Segundo o gerente jurídico da usina Petribu, Luiz Guerra, a proibição para a instalação de energia ocorreu porque a ação de usucapião foi perdida e a família estaria lá sem direito à permanência.

Há dez meses, a empresa entrou com uma ação pedindo a reintegração de posse da área.

"A usina já adquiriu a sucessão de problemas do proprietário anterior. Nós ganhamos a ação de usucapião, que transitou em julgado. E ela perdeu o direito de ficar na terra. Esse foi o grande impasse. Até porque [para a instalação de energia] precisaria passar por nossa área e haveria um custo muito grande, que seria suportado pela usina, e não pelo morador", afirma.

Apesar da ação, Guerra diz que a direção da usina não quer promover a saída da família antes de um diálogo.

"Existe uma preocupação para que a coisa não seja feita de forma abrupta, pelo contrário. A empresa tem um lado social muito grande. Apesar de ter ganhado a ação, ter entrado com a ação de reintegração, a direção está disposta a dialogar para tentar um lugar para ela, talvez arcar com parte do custo dessa mudança", diz.

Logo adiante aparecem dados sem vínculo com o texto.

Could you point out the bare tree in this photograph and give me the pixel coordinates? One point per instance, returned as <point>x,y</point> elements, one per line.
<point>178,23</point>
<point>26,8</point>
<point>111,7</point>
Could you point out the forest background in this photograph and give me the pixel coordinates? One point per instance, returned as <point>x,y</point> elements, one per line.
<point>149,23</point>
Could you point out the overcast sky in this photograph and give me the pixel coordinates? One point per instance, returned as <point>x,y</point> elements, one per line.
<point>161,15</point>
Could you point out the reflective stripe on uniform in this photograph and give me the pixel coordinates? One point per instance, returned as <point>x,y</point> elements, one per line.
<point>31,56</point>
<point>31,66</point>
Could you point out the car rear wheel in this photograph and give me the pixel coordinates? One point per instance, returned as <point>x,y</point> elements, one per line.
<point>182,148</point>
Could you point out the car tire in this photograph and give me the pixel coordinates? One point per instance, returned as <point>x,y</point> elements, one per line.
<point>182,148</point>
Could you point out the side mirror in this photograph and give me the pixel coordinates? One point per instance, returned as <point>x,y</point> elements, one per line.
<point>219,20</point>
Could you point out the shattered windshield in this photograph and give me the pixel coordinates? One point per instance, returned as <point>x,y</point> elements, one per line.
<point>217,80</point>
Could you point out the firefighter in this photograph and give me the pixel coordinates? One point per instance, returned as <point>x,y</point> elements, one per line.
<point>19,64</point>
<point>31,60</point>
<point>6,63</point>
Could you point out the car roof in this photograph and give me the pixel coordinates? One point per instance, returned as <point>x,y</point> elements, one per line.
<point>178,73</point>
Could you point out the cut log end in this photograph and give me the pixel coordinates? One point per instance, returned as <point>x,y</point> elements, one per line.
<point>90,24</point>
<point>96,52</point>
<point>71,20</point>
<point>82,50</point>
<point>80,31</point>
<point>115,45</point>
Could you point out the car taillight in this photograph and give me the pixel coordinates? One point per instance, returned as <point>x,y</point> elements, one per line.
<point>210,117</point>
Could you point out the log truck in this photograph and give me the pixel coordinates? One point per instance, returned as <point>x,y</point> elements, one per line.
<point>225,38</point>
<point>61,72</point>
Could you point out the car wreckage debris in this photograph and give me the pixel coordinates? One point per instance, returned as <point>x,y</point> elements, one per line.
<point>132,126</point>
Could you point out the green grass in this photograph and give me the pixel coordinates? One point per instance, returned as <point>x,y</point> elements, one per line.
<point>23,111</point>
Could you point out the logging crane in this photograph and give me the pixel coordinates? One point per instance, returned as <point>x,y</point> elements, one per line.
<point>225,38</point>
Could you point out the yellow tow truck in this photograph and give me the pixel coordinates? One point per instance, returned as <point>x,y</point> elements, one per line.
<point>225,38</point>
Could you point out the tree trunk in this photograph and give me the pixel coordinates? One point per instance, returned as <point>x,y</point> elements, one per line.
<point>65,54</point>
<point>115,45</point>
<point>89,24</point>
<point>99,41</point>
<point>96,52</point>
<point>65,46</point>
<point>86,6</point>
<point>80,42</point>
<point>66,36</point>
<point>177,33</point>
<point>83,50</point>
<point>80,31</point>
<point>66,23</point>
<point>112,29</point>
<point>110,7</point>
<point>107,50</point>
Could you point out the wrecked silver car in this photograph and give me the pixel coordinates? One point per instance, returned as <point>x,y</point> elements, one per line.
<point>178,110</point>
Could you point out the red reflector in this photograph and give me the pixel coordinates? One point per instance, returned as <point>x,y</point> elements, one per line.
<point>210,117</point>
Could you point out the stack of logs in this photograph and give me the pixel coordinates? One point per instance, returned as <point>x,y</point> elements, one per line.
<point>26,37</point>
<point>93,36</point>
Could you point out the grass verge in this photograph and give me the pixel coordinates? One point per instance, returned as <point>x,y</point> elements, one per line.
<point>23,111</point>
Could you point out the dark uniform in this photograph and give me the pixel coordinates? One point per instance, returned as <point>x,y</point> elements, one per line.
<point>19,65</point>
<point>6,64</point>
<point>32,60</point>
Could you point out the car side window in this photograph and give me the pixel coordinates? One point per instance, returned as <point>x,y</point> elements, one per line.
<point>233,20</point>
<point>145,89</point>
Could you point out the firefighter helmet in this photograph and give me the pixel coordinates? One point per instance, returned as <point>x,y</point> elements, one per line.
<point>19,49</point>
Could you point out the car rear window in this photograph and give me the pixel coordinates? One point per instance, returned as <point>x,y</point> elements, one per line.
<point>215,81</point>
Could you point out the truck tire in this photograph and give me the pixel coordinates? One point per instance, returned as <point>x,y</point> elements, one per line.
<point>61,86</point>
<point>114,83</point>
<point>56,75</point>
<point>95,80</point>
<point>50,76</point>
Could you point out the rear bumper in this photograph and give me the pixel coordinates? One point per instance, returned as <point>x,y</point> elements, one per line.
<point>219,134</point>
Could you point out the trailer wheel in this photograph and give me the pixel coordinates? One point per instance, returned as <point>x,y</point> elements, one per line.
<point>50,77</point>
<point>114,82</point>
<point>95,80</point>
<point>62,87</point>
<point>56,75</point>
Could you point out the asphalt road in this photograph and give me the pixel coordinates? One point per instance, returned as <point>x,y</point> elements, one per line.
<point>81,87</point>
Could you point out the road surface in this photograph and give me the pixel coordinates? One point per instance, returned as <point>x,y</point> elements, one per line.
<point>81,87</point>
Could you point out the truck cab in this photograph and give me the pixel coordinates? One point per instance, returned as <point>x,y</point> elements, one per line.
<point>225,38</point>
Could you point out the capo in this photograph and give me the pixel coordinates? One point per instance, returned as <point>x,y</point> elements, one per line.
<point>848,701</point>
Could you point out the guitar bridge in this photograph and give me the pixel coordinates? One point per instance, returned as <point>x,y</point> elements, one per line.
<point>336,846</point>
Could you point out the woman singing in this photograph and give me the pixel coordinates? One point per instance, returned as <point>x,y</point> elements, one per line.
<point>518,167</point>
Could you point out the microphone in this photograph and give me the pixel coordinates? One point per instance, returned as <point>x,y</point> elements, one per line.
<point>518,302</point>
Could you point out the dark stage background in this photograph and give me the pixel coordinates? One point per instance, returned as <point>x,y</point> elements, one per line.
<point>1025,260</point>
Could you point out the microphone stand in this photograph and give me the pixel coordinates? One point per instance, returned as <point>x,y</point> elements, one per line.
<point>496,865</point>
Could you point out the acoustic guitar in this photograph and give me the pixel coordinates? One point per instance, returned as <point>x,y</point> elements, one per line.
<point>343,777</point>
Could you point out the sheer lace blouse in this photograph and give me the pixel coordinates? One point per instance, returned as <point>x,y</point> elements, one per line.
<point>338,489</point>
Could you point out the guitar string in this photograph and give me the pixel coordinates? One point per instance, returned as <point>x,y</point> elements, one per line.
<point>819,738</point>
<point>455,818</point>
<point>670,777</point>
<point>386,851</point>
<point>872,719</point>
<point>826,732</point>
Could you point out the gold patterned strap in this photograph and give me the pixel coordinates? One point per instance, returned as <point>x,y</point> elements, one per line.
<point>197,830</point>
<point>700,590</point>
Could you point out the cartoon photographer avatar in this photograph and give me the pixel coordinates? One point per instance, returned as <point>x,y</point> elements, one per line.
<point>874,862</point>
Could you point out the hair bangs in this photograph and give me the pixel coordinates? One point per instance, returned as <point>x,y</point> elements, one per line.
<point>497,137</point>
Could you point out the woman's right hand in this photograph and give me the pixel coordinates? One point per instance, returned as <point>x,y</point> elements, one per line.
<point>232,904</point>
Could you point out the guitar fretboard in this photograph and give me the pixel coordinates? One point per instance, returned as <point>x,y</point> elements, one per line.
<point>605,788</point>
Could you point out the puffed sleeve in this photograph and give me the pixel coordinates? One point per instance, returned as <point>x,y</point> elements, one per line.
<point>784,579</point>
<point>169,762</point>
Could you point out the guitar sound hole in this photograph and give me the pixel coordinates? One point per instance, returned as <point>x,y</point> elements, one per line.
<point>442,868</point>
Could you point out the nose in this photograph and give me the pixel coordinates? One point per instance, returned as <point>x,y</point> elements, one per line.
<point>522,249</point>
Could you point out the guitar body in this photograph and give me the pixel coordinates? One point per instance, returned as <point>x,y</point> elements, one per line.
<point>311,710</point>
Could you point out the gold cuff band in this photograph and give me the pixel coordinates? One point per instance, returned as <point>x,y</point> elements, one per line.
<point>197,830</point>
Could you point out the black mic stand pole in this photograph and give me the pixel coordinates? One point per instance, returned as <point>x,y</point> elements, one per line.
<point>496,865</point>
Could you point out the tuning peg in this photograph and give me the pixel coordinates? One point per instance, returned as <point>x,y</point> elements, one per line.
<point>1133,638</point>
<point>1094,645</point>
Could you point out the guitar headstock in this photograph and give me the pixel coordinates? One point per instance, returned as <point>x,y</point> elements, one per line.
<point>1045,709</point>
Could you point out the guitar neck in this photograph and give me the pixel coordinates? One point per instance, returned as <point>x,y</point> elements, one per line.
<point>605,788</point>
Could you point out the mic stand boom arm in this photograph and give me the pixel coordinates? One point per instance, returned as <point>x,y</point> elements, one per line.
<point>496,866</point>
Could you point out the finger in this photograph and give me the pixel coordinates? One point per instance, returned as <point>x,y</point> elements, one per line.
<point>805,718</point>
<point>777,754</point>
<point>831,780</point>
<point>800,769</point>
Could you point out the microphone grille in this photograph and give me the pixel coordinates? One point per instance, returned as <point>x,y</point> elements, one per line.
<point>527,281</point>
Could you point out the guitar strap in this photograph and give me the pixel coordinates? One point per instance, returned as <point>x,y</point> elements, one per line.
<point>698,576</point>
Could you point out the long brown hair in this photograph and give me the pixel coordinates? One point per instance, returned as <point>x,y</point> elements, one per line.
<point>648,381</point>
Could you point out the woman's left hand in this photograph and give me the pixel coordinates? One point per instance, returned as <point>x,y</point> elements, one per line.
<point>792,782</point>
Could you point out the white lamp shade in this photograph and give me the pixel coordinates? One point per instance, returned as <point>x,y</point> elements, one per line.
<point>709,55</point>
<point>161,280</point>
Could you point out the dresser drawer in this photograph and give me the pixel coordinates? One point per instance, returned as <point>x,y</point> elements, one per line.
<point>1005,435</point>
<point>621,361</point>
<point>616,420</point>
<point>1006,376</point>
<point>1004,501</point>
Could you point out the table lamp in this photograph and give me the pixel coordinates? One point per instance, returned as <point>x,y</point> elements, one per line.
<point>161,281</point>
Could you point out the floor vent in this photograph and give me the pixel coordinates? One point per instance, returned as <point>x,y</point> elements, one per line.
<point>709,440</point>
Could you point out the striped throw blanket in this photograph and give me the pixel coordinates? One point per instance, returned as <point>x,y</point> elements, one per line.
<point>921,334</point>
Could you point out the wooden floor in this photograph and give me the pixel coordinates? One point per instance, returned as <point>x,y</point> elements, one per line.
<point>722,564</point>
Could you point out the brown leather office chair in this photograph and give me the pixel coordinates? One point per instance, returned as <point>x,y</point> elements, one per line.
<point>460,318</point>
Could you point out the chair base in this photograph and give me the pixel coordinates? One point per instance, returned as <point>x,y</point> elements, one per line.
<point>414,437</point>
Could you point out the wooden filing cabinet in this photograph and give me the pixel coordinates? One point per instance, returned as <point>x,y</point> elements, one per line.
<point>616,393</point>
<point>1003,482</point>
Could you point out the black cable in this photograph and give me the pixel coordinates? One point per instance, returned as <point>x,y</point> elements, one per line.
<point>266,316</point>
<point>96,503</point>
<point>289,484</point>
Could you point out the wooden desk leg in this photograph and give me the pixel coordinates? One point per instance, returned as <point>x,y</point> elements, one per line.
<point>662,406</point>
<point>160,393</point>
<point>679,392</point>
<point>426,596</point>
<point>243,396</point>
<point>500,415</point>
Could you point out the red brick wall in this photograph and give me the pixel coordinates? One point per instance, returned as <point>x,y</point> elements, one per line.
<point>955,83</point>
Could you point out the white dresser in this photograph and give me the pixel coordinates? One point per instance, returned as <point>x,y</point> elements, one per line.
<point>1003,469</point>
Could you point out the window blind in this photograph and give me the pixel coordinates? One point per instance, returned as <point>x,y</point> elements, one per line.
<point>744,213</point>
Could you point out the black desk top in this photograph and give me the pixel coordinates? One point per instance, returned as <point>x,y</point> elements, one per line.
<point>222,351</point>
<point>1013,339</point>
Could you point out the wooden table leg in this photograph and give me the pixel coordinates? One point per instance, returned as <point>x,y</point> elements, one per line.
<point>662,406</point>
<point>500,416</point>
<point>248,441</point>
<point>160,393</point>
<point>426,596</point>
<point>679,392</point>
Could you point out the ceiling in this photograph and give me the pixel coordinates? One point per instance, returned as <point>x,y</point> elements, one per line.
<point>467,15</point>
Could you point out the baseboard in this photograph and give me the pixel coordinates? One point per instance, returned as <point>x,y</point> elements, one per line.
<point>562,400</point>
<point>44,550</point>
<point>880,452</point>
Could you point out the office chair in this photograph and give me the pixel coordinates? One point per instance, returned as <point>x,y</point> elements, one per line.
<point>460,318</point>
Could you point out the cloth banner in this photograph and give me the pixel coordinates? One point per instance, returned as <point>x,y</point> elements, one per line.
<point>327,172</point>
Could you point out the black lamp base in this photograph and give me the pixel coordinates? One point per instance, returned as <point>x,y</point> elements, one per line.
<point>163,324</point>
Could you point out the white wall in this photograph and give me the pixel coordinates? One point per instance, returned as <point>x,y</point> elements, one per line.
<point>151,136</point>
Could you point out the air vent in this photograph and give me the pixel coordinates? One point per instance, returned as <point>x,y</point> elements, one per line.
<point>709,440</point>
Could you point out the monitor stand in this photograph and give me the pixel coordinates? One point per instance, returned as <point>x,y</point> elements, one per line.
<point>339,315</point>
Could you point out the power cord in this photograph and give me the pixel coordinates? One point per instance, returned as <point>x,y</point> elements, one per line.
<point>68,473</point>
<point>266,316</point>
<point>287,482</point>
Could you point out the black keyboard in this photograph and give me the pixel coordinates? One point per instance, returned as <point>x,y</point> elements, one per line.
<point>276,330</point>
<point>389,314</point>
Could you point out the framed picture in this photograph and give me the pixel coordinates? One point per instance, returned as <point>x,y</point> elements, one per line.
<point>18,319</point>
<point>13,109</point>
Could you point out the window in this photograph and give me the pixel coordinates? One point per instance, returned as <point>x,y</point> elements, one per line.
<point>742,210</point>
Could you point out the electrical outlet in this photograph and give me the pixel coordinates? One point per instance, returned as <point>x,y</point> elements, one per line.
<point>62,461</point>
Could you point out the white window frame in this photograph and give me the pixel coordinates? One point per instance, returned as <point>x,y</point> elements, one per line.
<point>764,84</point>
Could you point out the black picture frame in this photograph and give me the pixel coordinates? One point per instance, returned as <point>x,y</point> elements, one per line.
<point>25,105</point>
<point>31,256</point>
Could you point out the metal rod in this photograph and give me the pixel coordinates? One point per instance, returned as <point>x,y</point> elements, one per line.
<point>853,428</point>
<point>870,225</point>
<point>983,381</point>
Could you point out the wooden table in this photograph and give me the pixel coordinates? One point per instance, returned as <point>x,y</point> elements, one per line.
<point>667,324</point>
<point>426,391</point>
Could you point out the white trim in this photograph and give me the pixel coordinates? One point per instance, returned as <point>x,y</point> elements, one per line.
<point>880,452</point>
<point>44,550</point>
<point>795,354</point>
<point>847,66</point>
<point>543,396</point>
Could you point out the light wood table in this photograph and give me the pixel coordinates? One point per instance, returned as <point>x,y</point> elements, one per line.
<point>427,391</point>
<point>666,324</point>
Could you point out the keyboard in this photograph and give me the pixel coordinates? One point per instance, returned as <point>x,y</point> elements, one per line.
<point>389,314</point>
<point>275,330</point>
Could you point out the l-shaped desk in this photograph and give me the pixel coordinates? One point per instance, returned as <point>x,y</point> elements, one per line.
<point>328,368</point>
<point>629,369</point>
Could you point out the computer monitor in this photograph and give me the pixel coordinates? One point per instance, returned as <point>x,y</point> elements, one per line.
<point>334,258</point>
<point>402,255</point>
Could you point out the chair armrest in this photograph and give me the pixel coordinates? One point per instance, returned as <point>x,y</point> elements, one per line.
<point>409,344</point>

O gerente ainda afirma que encontrou dificuldades em conversar com Maria Francisca e com a CPT, que a apoia na causa. "Eu tentei, o escritório que nos representa na ação também procurou por diversas vezes a CPT. Até o momento, não recebi nenhum retorno. Eles não querem diálogo."

Guerra ainda ressalta que o local onde está o sítio é uma área de canavial, com extensa plantação, e que a direção é irredutível quanto à saída da família. "Não há essa possibilidade [de eles ficarem], infelizmente. Até porque é área de plantio, é uma situação bem delicada. Mas, como disse, estamos dispostos a buscar uma nova área junto com ela", finaliza.